It’s also important to give yourself enough time to put your plan into action. A transition plan may take two to five years to develop. But procrastinating can prove to be very costly.

Start planning today

Having a succession plan in place will protect the value of your business should any unforeseen event force you to exit your business in a hurry.

Here are six essential steps to remember as you start planning.

Get advice—Be sure to consult early and often with key advisors, including your bankers and other financial partners, your accountant, your lawyer and your advisory board, if you have one. To help plan your succession, you may also want to hire a consultant who specializes in business successions and/or mergers and acquisitions.

Choose the type of successor—You will have to decide who you want to pass the business on to—a family member, company insiders (members of your management team, employees or both) or an outside buyer. Also, consider how much, if at all, you want to remain involved in the business after the transition, so you can structure the transaction accordingly.

Prepare your successor—In the case of family or insider successions, think about what skills or qualifications your successors will need and how you will get them ready.
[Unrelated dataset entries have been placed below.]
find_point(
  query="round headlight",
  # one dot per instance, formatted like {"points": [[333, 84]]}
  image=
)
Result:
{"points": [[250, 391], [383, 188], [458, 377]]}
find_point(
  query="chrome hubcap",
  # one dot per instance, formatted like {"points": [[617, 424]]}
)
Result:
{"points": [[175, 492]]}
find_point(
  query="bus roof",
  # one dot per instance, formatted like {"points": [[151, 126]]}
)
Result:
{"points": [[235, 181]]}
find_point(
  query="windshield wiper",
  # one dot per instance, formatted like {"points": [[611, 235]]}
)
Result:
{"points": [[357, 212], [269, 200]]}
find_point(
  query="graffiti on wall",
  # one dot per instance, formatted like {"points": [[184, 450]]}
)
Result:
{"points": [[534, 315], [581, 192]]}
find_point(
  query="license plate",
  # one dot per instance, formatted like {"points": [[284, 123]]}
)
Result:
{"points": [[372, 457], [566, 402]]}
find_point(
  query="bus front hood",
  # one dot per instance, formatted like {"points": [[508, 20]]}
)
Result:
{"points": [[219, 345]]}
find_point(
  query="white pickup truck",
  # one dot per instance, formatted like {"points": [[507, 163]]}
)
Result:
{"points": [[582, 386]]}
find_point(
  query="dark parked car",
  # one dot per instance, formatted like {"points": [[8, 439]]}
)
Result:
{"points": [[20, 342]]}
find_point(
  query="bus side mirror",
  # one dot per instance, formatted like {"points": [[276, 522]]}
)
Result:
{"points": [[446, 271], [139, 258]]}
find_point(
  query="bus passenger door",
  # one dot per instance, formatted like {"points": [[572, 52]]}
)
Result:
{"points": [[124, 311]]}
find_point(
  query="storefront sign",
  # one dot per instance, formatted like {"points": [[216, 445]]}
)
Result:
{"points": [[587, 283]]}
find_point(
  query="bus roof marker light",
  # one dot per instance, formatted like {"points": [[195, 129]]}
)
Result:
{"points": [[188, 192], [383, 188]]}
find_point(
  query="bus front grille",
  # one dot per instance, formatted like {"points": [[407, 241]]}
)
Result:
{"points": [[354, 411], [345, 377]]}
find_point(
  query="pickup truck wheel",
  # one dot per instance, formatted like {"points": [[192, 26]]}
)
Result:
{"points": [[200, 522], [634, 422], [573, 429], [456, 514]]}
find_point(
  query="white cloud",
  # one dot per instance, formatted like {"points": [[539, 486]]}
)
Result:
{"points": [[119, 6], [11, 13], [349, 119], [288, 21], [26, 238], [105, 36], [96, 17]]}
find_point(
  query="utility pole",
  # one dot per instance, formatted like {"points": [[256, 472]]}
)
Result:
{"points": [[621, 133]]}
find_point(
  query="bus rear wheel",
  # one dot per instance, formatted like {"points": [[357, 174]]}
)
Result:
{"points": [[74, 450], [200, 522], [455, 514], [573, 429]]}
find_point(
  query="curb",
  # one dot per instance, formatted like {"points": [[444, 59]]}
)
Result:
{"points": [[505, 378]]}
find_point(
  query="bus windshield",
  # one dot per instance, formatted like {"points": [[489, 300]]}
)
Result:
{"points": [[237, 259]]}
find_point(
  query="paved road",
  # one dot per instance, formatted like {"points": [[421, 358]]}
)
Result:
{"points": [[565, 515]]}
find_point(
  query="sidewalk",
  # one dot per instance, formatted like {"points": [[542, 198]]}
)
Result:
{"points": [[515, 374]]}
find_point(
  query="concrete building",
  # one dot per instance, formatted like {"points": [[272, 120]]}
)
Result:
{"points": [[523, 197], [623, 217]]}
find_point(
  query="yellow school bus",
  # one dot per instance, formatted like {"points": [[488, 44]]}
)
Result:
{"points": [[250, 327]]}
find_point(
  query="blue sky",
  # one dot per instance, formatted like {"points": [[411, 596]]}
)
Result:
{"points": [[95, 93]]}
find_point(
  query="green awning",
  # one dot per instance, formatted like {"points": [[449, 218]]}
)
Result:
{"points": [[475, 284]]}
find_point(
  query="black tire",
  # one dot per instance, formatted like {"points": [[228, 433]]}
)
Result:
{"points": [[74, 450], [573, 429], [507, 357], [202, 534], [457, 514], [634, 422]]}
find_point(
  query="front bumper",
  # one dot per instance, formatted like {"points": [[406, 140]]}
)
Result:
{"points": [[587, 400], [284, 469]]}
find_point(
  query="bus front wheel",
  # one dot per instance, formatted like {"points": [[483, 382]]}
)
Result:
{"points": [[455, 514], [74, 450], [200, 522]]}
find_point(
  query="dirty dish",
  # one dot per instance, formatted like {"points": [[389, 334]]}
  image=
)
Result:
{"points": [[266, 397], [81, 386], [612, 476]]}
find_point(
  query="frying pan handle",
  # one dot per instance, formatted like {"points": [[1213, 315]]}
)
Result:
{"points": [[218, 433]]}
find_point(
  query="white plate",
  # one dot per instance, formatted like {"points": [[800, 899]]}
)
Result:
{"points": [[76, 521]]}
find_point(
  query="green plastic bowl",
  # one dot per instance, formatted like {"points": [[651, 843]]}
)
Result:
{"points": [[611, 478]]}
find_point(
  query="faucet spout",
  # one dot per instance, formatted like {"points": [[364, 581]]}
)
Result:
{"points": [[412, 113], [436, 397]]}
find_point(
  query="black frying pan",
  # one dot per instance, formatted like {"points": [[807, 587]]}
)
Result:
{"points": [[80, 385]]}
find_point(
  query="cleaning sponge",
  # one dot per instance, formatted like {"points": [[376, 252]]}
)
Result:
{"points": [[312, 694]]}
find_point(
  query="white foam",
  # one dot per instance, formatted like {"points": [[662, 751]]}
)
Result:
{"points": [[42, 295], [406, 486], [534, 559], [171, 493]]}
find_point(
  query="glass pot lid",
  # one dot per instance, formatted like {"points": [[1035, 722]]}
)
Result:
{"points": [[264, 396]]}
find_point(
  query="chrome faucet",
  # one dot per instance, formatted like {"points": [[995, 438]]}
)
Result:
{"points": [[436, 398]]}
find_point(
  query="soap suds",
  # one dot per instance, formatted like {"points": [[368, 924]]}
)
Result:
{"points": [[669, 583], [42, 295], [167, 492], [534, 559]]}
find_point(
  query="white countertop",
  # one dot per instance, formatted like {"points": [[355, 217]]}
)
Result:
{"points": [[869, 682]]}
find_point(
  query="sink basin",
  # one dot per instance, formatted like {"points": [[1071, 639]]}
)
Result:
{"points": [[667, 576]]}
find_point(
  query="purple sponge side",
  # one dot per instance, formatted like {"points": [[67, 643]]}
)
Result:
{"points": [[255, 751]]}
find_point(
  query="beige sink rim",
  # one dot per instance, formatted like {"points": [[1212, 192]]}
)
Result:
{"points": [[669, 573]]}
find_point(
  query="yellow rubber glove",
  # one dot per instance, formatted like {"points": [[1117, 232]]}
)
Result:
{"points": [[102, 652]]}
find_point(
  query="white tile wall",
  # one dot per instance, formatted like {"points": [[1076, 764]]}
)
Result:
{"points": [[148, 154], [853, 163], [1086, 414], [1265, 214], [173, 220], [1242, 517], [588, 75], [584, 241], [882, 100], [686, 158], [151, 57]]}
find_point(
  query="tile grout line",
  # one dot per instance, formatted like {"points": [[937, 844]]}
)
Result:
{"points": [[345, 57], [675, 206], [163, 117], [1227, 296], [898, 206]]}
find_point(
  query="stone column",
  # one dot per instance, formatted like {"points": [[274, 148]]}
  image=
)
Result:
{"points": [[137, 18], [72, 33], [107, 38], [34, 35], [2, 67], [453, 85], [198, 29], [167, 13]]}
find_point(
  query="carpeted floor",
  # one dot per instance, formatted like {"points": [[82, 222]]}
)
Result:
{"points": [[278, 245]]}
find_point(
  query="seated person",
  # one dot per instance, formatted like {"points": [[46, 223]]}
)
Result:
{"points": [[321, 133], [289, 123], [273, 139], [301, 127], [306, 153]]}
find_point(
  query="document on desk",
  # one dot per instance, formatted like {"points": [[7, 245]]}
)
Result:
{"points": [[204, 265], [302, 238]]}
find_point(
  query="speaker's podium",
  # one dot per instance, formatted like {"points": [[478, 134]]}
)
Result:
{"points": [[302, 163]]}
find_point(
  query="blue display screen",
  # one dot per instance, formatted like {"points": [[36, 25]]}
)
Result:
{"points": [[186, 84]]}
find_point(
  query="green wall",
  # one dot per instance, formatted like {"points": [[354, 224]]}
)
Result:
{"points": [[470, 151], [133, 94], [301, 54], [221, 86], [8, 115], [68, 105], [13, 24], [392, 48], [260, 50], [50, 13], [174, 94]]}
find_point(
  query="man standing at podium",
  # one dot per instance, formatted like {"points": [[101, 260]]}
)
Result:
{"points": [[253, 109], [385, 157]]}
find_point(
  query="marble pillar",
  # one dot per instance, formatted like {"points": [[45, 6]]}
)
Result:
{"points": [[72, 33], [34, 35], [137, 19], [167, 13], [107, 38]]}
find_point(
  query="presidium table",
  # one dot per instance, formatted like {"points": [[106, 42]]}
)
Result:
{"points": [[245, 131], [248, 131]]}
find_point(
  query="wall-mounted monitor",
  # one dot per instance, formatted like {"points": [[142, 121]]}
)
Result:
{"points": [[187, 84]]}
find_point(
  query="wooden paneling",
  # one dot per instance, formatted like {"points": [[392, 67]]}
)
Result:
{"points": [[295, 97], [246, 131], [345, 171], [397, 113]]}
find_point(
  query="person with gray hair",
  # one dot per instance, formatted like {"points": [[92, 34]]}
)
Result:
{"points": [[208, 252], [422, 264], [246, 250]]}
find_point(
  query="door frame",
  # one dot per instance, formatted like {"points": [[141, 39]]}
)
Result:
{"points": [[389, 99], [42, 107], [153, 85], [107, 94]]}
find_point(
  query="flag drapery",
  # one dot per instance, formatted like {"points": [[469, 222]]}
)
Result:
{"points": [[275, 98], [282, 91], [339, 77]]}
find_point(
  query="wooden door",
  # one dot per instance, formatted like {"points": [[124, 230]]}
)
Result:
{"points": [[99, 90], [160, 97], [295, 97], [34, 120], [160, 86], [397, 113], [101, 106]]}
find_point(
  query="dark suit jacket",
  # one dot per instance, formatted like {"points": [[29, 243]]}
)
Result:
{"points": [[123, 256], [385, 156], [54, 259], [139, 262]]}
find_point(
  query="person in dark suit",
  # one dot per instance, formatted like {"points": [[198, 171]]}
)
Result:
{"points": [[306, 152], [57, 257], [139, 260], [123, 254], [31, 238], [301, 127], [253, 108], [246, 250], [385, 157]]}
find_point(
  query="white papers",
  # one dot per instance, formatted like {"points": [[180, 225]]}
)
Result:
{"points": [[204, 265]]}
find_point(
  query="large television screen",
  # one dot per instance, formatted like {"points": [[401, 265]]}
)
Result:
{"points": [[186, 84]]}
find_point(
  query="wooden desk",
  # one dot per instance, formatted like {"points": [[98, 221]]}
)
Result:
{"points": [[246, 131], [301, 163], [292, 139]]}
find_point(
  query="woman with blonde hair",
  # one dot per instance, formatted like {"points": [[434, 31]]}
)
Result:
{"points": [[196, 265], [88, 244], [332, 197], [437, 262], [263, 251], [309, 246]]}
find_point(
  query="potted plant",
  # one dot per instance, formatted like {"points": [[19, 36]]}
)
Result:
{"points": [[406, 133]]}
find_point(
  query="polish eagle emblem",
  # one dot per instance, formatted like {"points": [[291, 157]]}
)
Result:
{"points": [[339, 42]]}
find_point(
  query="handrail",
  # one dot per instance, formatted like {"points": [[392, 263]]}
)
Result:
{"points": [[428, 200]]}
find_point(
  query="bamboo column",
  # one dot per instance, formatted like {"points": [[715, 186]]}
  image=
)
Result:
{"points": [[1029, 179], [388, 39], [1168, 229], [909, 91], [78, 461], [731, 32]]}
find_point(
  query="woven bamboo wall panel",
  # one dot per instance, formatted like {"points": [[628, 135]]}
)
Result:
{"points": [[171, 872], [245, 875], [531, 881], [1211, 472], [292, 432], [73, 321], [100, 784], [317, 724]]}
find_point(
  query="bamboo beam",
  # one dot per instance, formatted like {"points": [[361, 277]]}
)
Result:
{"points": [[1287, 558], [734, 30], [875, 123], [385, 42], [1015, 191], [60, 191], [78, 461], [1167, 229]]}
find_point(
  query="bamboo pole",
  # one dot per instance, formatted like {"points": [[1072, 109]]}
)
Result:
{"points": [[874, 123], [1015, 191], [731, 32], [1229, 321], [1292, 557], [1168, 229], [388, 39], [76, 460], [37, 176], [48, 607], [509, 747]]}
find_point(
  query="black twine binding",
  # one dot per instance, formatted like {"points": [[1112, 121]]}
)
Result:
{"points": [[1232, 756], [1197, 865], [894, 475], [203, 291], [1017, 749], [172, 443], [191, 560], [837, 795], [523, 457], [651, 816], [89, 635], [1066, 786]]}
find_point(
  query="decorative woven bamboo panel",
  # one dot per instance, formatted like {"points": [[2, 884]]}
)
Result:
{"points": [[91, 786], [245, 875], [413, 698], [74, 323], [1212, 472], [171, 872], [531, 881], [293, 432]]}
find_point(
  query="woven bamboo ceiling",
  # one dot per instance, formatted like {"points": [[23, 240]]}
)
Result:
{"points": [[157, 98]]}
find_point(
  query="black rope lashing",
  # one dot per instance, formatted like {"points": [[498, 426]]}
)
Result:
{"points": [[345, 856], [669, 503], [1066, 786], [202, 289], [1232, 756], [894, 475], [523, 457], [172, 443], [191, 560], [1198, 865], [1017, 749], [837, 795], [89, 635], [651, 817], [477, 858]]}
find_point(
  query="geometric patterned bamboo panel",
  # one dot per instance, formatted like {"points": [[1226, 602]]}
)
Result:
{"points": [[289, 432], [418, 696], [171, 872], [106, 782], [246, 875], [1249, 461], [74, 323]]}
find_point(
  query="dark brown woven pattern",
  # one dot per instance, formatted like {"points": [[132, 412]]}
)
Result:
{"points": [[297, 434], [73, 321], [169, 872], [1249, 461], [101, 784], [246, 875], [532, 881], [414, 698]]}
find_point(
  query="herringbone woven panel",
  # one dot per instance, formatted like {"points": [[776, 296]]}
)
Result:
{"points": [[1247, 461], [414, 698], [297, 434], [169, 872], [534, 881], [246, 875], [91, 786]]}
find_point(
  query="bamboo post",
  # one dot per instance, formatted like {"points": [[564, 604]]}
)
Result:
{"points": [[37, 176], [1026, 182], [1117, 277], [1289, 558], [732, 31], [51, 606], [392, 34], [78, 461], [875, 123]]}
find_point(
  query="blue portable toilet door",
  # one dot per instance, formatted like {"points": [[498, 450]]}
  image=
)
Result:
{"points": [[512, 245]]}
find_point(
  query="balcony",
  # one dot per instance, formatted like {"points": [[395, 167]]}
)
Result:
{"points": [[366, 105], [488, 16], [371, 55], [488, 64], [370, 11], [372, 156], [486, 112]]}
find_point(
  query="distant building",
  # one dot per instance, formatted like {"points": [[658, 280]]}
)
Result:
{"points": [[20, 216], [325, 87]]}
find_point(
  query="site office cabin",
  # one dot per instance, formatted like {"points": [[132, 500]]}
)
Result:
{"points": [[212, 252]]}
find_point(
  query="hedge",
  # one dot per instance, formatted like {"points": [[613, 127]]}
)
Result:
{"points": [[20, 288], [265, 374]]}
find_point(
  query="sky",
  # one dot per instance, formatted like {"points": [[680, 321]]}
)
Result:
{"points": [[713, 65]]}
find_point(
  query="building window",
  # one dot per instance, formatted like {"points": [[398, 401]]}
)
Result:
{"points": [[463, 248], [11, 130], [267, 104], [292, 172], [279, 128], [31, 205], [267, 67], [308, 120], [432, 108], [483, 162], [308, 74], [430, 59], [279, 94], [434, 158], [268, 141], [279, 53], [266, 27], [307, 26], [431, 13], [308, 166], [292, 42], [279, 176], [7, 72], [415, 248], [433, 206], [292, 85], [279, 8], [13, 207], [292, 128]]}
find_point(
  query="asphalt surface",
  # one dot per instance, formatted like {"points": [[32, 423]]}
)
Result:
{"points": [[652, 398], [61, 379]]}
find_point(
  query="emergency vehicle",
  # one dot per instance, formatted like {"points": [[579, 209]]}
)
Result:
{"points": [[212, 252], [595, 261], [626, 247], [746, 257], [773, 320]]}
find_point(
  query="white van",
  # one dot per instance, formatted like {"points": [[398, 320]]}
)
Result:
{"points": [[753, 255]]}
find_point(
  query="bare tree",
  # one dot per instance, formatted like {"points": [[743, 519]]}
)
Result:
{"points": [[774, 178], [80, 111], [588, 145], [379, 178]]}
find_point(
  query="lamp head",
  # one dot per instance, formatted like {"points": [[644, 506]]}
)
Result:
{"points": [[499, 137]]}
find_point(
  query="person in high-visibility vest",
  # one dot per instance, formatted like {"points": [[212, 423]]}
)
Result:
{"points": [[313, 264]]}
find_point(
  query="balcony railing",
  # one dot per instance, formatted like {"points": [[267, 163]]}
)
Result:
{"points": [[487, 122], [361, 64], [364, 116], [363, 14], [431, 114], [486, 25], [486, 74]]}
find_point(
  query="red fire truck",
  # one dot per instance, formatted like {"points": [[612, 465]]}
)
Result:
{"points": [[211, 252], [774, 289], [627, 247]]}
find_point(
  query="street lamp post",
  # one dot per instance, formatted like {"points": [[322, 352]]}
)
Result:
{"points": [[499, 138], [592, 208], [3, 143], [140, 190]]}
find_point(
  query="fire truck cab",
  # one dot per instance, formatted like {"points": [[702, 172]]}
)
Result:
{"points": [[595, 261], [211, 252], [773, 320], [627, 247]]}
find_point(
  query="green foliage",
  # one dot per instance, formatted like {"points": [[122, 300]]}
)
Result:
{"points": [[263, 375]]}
The training process can take years—another reason you shouldn’t wait to get started with your preparations.

Structure the transaction—Consider the details of the actual transfer of ownership. These include valuation, financing, tax considerations, the legal structure of the new business and a timetable for the transaction.

Plan the handover—Don’t overlook the very important task of planning the handover of the business. An ownership succession can be stressful and disruptive not only for the departing owner, but also for employees, customers and suppliers. You should come up with a plan to ensure open and consistent communications with these stakeholders throughout the transition.

Review your plan—Your plan is never really done. Review it regularly to keep it up to date.